Look at Iron. They mentioned a strategic investor being in 'advanced talks' with them in an RNS dated 30th March 21, but it took until 22nd October for that deal to be signed off. However, even if you are correct - which I would question - the Company believes it can self finance the expansion of the Tantalum mine anyway.

mdchand
09/11/2021
09:51
Penrith
The investors have not lost interest the fact is external interest is holding up the money this has been mentioned in the past.

sabre6
09/11/2021
08:55
If the company is in the shape you presume it to be then you would think the investors would be desperate to conclude the deal. I think the facts are most likely to be that the investors have lost interest.
penrith
03/11/2021
11:19
In respect of the strategic investors, the Company have become a lot more relaxed about the need for a lump sum investment due to the expected ongoing cash flow from the Diamond / Heavy Sands / Tantalum sales.

Of course, we only have mere snippets as to what all these cash flows might mean but I've gone through all the available RNSs to peace together what the Company have stated, and what we can deduce.

a) Existing Diamond Operations.

We know the Company mined 242ct in Feb at an average sales price of 200ct. This equated to $50k pm.
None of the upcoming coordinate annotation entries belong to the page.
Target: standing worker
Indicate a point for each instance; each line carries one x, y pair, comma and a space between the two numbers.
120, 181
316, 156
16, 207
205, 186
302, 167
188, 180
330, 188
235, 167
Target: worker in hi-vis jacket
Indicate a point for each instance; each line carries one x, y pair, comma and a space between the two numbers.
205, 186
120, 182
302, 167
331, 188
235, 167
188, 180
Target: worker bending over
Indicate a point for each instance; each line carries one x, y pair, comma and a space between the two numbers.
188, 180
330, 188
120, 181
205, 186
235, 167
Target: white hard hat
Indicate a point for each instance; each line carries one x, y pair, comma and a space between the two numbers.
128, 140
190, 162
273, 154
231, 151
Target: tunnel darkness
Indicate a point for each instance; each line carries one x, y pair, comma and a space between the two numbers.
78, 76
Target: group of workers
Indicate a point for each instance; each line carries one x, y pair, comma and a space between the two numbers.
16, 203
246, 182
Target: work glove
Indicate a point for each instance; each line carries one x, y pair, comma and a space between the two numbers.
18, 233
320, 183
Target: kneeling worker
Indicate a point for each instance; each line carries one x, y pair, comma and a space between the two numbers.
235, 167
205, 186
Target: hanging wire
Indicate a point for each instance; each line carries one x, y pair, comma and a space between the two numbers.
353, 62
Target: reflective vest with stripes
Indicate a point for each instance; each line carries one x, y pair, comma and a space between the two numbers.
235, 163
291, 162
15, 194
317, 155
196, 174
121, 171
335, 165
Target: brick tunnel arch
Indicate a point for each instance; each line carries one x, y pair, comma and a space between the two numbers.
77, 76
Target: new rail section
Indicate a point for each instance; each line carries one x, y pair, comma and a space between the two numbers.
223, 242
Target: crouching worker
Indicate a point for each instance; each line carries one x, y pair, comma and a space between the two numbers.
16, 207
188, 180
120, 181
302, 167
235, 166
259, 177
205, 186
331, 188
We also know that they recently signed a deal that would increase turnover (and hopefully revenue) 6 fold on a 70/30 split. Based on Feb's figures, this would increase revenue to approx $200k pm. Again large pinch of salt time.

b) Heavy Sands Ops

Company reckon within 6 months of relevant mining permit, they could be generating 300k per month. They also believe they could generate an additional $200k per month from diamonds found in this area. Again Company's own figures.

c) Tantalum Mining

Company have stated that they hope to be producing 20,000kg of Tantalum by Dec 22. Current price of Tantalum kg is $250, so theoretically, thats another $500k per month.

Collectively, thats approx $1.2m revenue per month excluding anything from the Lithium deposits. Admittedly, we have no idea what the cost base will be here, but these figures give me comfort that they could self fund the expansion of the Tantalum mine based on existing operations. Of course, if someone turned up with the cash in the meantime, I am sure they could find a home for it....albeit I would hope at a larger premium now that the underlying assets have been substantially derisked.

I think Align will be doing a detailed report that will flesh out the above in more detail.